= Jim Eyre (architect) =

British architect

Jim Eyre OBE is a British architect and director of WilkinsonEyre, where he has been a partner/director since 1987.

Eyre has worked on a broad range of projects in the past three decades, from transportation and infrastructure to an increasing amount of cultural projects. Those projects include the Museum of London Medicine Galleries, Royal Botanic Gardens Kew, the Cooled Conservatories at Gardens by the Bay, and the Weston Library, Oxford. Eyre's commercial and infrastructure work includes projects such as the redevelopment of Battersea Power Station, Guangzhou International Finance Center, and the award-winning Stratford Market Depot and Stratford Regional station. Eyre has also contributed to multiple architectural publications, including The Architecture of Bridge Design and Exploring Boundaries. In 2019, his work at Battersea was the subject of a profile in the Sky Arts programme The Art of Architecture.
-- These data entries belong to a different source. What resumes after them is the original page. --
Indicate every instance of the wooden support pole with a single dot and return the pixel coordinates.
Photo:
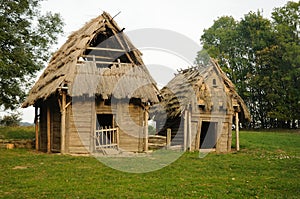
(36, 121)
(146, 116)
(48, 130)
(63, 122)
(190, 129)
(237, 131)
(229, 138)
(169, 134)
(185, 130)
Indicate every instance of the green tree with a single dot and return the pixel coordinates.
(262, 58)
(25, 39)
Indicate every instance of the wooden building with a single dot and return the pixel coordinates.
(200, 105)
(95, 93)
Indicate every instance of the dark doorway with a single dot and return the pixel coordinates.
(104, 121)
(208, 135)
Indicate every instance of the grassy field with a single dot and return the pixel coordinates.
(20, 132)
(268, 166)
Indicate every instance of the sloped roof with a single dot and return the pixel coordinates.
(64, 64)
(189, 87)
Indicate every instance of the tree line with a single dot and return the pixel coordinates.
(262, 58)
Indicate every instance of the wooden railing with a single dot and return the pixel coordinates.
(106, 138)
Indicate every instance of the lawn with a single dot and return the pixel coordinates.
(268, 166)
(19, 132)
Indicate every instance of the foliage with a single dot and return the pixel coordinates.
(262, 58)
(25, 39)
(11, 120)
(266, 167)
(19, 132)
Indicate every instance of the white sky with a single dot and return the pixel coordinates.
(189, 18)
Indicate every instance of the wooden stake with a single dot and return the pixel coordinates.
(189, 129)
(169, 134)
(48, 130)
(63, 123)
(237, 131)
(185, 130)
(36, 121)
(146, 129)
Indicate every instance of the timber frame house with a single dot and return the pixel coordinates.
(200, 105)
(94, 94)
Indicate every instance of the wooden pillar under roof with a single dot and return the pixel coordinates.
(63, 121)
(237, 131)
(36, 122)
(189, 127)
(48, 130)
(185, 129)
(146, 116)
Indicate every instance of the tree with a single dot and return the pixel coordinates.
(25, 39)
(262, 58)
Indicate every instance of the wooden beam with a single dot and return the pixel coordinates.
(97, 57)
(63, 122)
(146, 116)
(48, 130)
(169, 135)
(198, 135)
(106, 49)
(237, 131)
(189, 128)
(185, 129)
(36, 121)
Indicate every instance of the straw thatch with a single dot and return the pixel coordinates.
(66, 66)
(190, 87)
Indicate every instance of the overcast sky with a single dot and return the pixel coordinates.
(188, 18)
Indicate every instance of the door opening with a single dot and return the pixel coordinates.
(208, 135)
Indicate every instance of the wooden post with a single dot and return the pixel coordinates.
(48, 130)
(237, 131)
(190, 128)
(63, 122)
(36, 121)
(185, 130)
(169, 134)
(229, 141)
(198, 135)
(146, 116)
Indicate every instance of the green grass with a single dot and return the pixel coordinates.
(268, 166)
(20, 132)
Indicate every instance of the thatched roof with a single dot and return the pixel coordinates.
(190, 88)
(121, 60)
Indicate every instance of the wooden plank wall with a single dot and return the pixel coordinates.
(129, 119)
(43, 128)
(80, 126)
(55, 124)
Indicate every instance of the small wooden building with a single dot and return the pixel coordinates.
(200, 106)
(95, 93)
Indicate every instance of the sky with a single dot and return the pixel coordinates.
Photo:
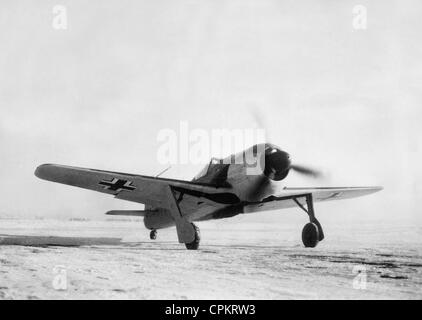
(98, 93)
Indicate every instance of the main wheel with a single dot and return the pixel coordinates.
(194, 245)
(310, 235)
(153, 234)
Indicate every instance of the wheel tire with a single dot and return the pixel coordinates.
(310, 235)
(194, 245)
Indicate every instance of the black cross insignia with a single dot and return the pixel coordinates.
(117, 185)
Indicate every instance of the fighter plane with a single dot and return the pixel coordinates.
(223, 189)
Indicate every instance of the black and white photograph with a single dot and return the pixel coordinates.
(210, 150)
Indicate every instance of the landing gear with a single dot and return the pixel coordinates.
(153, 234)
(310, 235)
(312, 232)
(194, 245)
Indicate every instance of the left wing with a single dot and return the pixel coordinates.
(132, 187)
(285, 198)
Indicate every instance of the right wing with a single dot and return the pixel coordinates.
(284, 199)
(132, 187)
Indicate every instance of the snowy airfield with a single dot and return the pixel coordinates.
(114, 259)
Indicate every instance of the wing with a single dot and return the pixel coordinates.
(132, 187)
(285, 198)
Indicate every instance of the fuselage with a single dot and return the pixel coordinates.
(247, 174)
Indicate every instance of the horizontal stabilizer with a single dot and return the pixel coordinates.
(138, 213)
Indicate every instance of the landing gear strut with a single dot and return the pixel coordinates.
(194, 245)
(187, 232)
(312, 232)
(153, 234)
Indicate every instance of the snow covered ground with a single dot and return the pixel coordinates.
(52, 259)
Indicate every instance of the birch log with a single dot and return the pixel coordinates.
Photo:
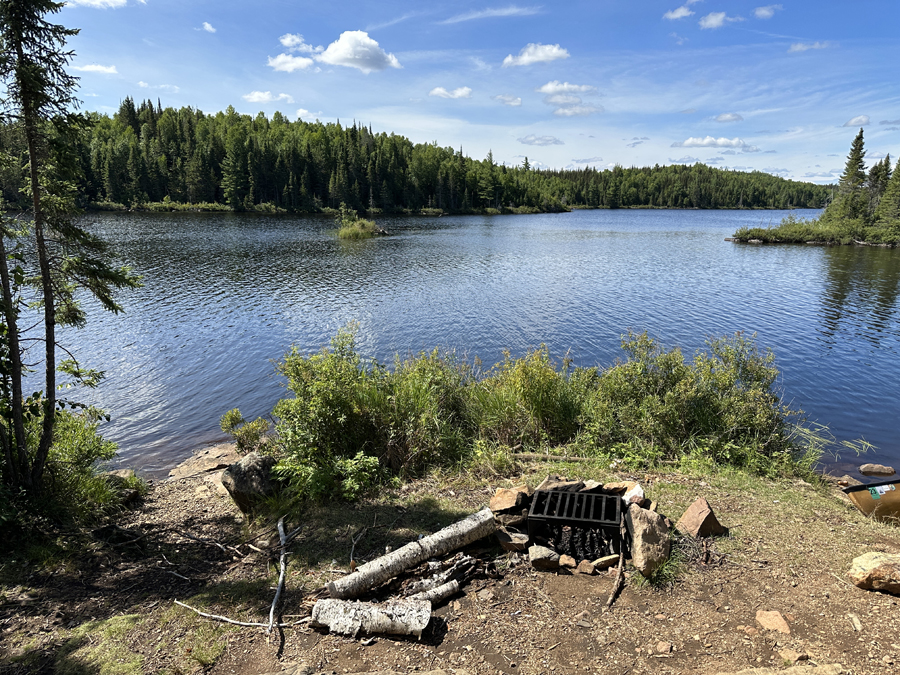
(400, 617)
(388, 566)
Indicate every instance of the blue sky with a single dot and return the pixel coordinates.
(779, 87)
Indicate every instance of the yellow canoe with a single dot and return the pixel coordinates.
(880, 501)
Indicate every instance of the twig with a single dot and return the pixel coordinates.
(280, 576)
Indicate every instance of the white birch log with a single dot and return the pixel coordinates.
(347, 617)
(388, 566)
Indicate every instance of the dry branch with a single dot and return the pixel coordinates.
(386, 567)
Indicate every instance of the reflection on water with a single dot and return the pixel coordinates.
(226, 294)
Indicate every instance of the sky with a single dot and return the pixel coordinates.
(781, 88)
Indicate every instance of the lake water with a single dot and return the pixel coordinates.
(226, 294)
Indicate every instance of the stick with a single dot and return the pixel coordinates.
(280, 576)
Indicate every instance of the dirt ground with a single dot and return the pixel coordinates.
(110, 608)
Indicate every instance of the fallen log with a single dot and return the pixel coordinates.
(388, 566)
(400, 617)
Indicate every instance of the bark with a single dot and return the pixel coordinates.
(401, 617)
(386, 567)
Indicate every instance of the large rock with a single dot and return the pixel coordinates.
(249, 480)
(876, 572)
(650, 545)
(876, 470)
(700, 521)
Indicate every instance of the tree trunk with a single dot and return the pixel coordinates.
(386, 567)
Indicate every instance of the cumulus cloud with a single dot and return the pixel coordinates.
(680, 13)
(806, 46)
(540, 140)
(97, 68)
(858, 121)
(461, 92)
(506, 99)
(717, 20)
(492, 13)
(535, 52)
(265, 97)
(557, 87)
(767, 12)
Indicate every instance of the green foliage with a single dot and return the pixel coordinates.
(248, 436)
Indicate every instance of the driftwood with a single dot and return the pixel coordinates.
(386, 567)
(400, 617)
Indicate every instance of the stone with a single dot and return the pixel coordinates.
(773, 621)
(543, 558)
(210, 459)
(505, 499)
(650, 543)
(876, 470)
(605, 562)
(585, 567)
(512, 541)
(249, 480)
(700, 521)
(876, 572)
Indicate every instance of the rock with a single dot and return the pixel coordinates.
(505, 499)
(605, 562)
(567, 561)
(876, 572)
(773, 621)
(585, 567)
(512, 541)
(210, 459)
(700, 521)
(876, 470)
(543, 558)
(249, 480)
(650, 543)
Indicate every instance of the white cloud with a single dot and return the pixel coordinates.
(98, 4)
(506, 99)
(858, 121)
(96, 68)
(717, 20)
(355, 49)
(540, 140)
(512, 10)
(680, 13)
(288, 64)
(461, 92)
(767, 12)
(709, 142)
(535, 52)
(806, 46)
(557, 87)
(265, 97)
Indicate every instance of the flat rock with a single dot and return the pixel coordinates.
(876, 572)
(543, 558)
(510, 498)
(650, 543)
(210, 459)
(773, 621)
(876, 470)
(700, 521)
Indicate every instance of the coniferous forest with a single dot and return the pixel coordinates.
(147, 154)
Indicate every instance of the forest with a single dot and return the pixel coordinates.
(147, 154)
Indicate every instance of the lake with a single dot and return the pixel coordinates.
(226, 294)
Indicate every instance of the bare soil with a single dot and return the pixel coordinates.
(108, 607)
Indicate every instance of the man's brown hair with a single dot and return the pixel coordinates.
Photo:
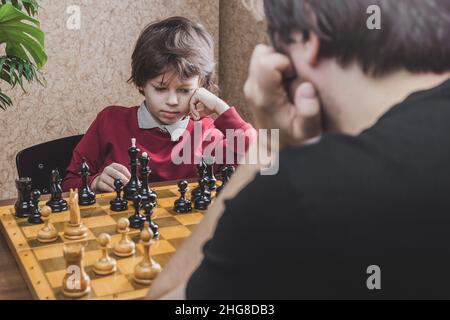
(414, 34)
(178, 44)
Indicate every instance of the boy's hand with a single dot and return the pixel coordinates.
(203, 103)
(267, 96)
(105, 181)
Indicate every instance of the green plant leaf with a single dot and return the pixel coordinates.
(22, 35)
(5, 101)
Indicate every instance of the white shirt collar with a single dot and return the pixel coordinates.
(147, 121)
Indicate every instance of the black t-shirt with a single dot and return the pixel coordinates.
(338, 207)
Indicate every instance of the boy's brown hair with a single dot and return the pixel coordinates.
(414, 34)
(178, 44)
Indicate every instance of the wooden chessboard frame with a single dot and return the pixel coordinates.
(43, 265)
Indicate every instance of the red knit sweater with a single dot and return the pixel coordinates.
(109, 137)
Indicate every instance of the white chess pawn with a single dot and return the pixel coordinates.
(105, 265)
(147, 270)
(125, 247)
(48, 233)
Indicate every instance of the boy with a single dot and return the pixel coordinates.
(364, 212)
(173, 67)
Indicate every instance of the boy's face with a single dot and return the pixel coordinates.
(167, 96)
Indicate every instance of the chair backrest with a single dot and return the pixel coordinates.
(37, 162)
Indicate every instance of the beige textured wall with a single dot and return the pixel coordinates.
(241, 28)
(87, 70)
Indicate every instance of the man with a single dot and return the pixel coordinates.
(365, 211)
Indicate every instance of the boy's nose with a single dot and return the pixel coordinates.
(172, 100)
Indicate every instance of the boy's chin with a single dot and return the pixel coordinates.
(169, 122)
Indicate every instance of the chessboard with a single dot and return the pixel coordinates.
(43, 265)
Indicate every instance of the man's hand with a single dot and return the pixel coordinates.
(105, 181)
(269, 100)
(204, 103)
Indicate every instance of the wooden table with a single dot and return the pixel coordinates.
(12, 284)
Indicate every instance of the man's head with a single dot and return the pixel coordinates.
(172, 58)
(330, 44)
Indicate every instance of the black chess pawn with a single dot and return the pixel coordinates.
(226, 173)
(137, 220)
(35, 217)
(209, 172)
(201, 171)
(148, 209)
(202, 202)
(118, 204)
(183, 205)
(147, 194)
(86, 196)
(133, 185)
(56, 202)
(23, 205)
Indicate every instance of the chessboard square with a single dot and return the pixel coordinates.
(93, 212)
(160, 213)
(31, 231)
(90, 236)
(101, 221)
(167, 202)
(59, 217)
(91, 257)
(119, 215)
(51, 252)
(158, 247)
(111, 285)
(52, 264)
(126, 266)
(166, 222)
(35, 243)
(174, 232)
(165, 193)
(55, 278)
(162, 259)
(104, 201)
(110, 229)
(189, 219)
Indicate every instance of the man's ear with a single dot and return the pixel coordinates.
(309, 49)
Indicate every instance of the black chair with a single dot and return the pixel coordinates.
(37, 162)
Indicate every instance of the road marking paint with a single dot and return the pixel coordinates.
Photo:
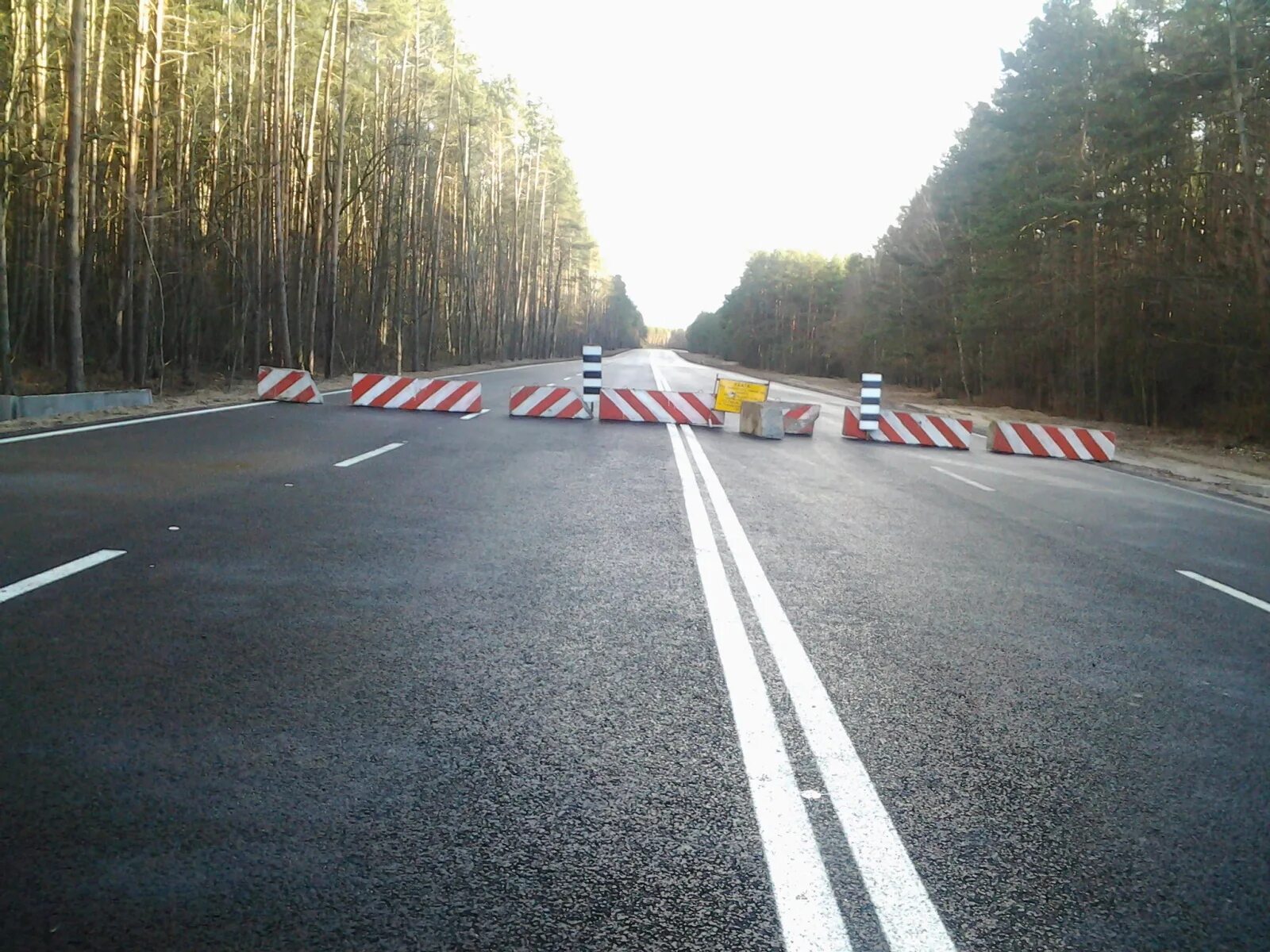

In addition to his practice work, Eyre is also a visiting lecturer and panelist, lecturing at Illinois Institute of Technology, Chicago from 1997 to 1998 and Harvard University Graduate School of Design in 2003–2004. His panel work includes contributing to an expert panel for the Farrell Review and the Liveable Cities initiative.

Eyre is the recipient of multiple awards and attributes; in 2003, he was awarded an OBE for his services to architecture, and in 2009 he was made Honorary Doctor of Laws at Liverpool University. In 2015, he was awarded the Bodley Medal.